# CAFAC The Archers Nook



## pintojk (Jan 31, 2003)

:thumb:


----------



## Moparmatty (Jun 23, 2003)

Kind of conflicts with the shoot that has been scheduled for Caledon since the start of the year. Is it on the 7th or 8th or both?


----------



## cath8r (Jan 17, 2003)

Is Matty considered a London local now? I hope so. I'll shoot the later line and maybe get to shoot in peace and quiet....

Thanks Craig!


----------



## Pic (Sep 12, 2003)

I thought this date was original and then changed into early 2009??


----------



## Moparmatty (Jun 23, 2003)

That was the date originally scheduled for The Bow-Shop. Then it was changed to the end of January. The weekend of Dec 7th & 8th is also the weekend for the archery trade show in T.O. I believe.


----------



## pintojk (Jan 31, 2003)

Moparmatty said:


> That was the date originally scheduled for The Bow-Shop. Then it was changed to the end of January. The weekend of Dec 7th & 8th is also the weekend for the archery trade show in T.O. I believe.

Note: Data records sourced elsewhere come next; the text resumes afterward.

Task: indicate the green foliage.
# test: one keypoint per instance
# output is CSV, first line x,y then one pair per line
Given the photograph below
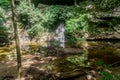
x,y
76,28
106,4
54,14
27,12
3,30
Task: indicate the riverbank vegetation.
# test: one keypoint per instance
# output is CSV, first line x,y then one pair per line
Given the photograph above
x,y
79,35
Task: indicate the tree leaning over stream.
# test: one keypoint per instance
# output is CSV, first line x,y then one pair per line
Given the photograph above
x,y
16,39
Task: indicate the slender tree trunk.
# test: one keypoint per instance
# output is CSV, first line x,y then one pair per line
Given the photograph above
x,y
16,39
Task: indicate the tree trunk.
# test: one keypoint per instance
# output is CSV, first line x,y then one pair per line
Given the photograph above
x,y
16,39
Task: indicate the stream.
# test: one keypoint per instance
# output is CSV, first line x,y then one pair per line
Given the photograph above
x,y
70,66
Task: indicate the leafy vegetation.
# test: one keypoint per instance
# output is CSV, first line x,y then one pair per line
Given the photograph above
x,y
106,4
3,29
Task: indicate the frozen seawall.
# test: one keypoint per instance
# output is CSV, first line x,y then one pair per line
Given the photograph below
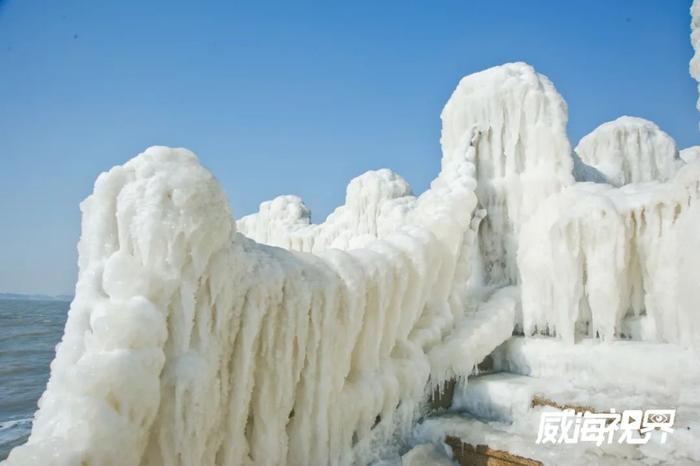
x,y
194,339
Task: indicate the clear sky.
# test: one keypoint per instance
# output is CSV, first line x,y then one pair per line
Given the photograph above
x,y
291,97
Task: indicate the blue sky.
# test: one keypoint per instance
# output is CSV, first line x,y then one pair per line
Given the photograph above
x,y
292,97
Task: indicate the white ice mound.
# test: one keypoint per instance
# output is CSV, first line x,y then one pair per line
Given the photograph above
x,y
522,153
629,150
375,203
604,262
189,344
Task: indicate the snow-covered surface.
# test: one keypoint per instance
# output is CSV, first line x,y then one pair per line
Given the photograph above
x,y
497,409
690,154
195,339
594,258
629,150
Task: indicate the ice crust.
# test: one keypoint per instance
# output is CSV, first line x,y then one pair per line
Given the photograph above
x,y
195,339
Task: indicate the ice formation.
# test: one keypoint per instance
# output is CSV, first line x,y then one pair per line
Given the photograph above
x,y
629,150
195,339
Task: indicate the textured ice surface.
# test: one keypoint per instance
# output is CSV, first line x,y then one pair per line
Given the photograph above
x,y
629,150
195,339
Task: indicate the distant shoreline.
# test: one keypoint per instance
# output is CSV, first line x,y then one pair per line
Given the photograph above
x,y
35,297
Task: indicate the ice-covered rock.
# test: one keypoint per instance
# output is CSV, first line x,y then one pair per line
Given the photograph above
x,y
194,339
595,258
695,42
629,150
522,153
188,343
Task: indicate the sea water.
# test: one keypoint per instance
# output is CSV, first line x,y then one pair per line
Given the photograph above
x,y
29,332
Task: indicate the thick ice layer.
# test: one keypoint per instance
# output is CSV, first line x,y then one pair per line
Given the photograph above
x,y
188,343
375,203
615,262
522,153
695,42
629,150
690,154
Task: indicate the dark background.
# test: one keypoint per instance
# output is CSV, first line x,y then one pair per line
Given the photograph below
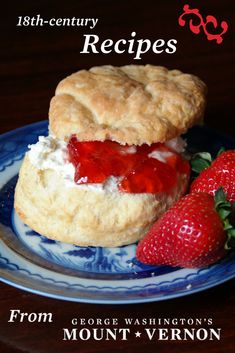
x,y
32,62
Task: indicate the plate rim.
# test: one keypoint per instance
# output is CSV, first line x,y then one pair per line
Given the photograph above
x,y
40,124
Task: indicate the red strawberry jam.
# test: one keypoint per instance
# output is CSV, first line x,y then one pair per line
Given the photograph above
x,y
96,161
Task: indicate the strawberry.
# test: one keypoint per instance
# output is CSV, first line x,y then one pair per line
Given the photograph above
x,y
195,232
221,173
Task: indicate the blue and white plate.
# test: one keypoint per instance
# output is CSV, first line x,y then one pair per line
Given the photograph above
x,y
34,263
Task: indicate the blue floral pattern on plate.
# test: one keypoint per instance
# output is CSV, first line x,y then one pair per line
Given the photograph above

the C.S.A.A.A. Show usually comes after the ATA Show (unless there's another new show I'm not aware of :noidea


----------



## H.M. Murdock (Nov 13, 2005)

cath8r said:


> Is Matty considered a London local now? I hope so. I'll shoot the later line and maybe get to shoot in peace and quiet....
> 
> Thanks Craig!


If you shoot the morning and afternoon line you might have a chance at the elimination round. On second it's probably a waste of time for you to show up


----------



## pintojk (Jan 31, 2003)

H.M. Murdock said:


> If you shoot the morning and afternoon line you might have a chance at the elimination round. On second it's probably a waste of time for you to show up


donating your time and effort to a worth cause is always worth showing up for  :thumb:


----------



## Moparmatty (Jun 23, 2003)

pintojk said:


> the C.S.A.A.A. Show usually comes after the ATA Show (unless there's another new show I'm not aware of :noidea


I must of misunderstood what someone told me was also going on that weekend.


----------



## DsrtRat (Mar 8, 2004)

I'm in!

What date exactly, the 7th or the 8th?


----------



## dutchy (Mar 21, 2004)

the reason we decided on the 7th is because it was a free weekend that all the guys in our shop could help out. It is a sunday and I realize the caledon shoot is the same weekend but this is what was going to work. I only ask for your support! If you cant make it then hopefully we see you next year

Again tho please call the shop for registration so I can keep things organized and have an idea of how many people will be attending

north sylva is putting on a small open house that day as well however i believe it is only open to dealers, manufacturers, etc? The CSA show is not until later in the year as pinto stated

hopefully we see some old and new faces make the trip... 

Thanks guys, Craig


----------



## pintojk (Jan 31, 2003)

forgot about the NorthSilva show 

for those that cannot make it, is there anyway they can donate or sponsor the event ???


----------



## ZarkSniper (Aug 12, 2003)

pintojk said:


> forgot about the NorthSilva show
> 
> for those that cannot make it, is there anyway they can donate or sponsor the event ???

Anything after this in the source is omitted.